Thune looks to change Senate filibuster rule for lower-level nominees

That according to Fox News, which noted in a report published on Monday that the South Dakota Republican is pushing a change to the rules for confirming lower-level nominees.

Specifically, Thune introduced a motion which would suspend the filibuster rule, which currently requires a 60-vote supermajority to overcome.

Fox News noted how Thune is not the first Senate majority leader to initiate a change to the body's rules in order to expedite confirmations.

Then-Senate Majority Leader Harry Reid did the same in 2013 as Republican lawmakers stymied the confirmation of then-President Barack Obama's cabinet secretaries.

His successor, former Senate Majority Leader Mitch McConnell, took a similar course of action when he made Supreme Court nominees subject to a simple majority vote.

Thune warns that Democrats are suffering from "Trump derangement syndrome"

Thune's move came after The Hill reported that Democrats "are under heavy pressure from their base to show more fight against Trump."

"Democrats have not allowed a single civilian Trump nominee to pass by unanimous consent or voice vote — even when Democrats have ultimately ended up supporting the nomination in significant numbers," Thune was quoted as saying at the time.

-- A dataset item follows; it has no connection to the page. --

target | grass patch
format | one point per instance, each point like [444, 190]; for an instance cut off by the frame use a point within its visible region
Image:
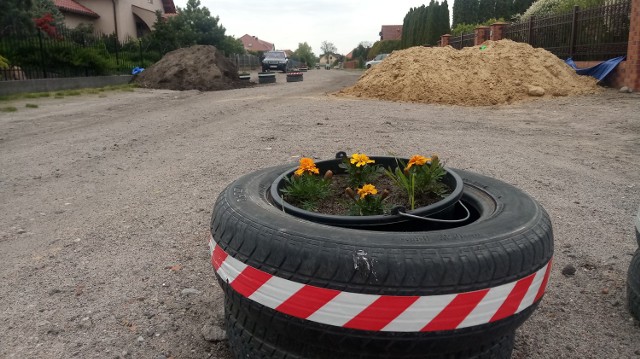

"It’s a whole new precedent, and what goes around comes around," the South Dakota lawmaker said of his Democratic colleagues.

"There’s a lot of 'Trump derangement syndrome' that is afflicting the other side of the aisle, but if they keep this up, this is not going to end well. I just think this creates a whole new precedent," he added.

Trump says Senate Democrats are engaging in "political extortion"

For his part, the president took aim at Senate Minority Leader Chuck Schumer in an August post on Truth Social after he demanded that billions of dollars worth of foreign aid and National Institutes of Health funding be restored as a condition for confirming nominees.

Trump decried Schumer's demands as "egregious and unprecedented," insisting that Schumer was committing "political extortion, by any other name."

The president then advised Senate Republicans that they should "[t]ell Schumer, who is under tremendous political pressure from within his own party, the Radical Left Lunatics, to GO TO HELL!"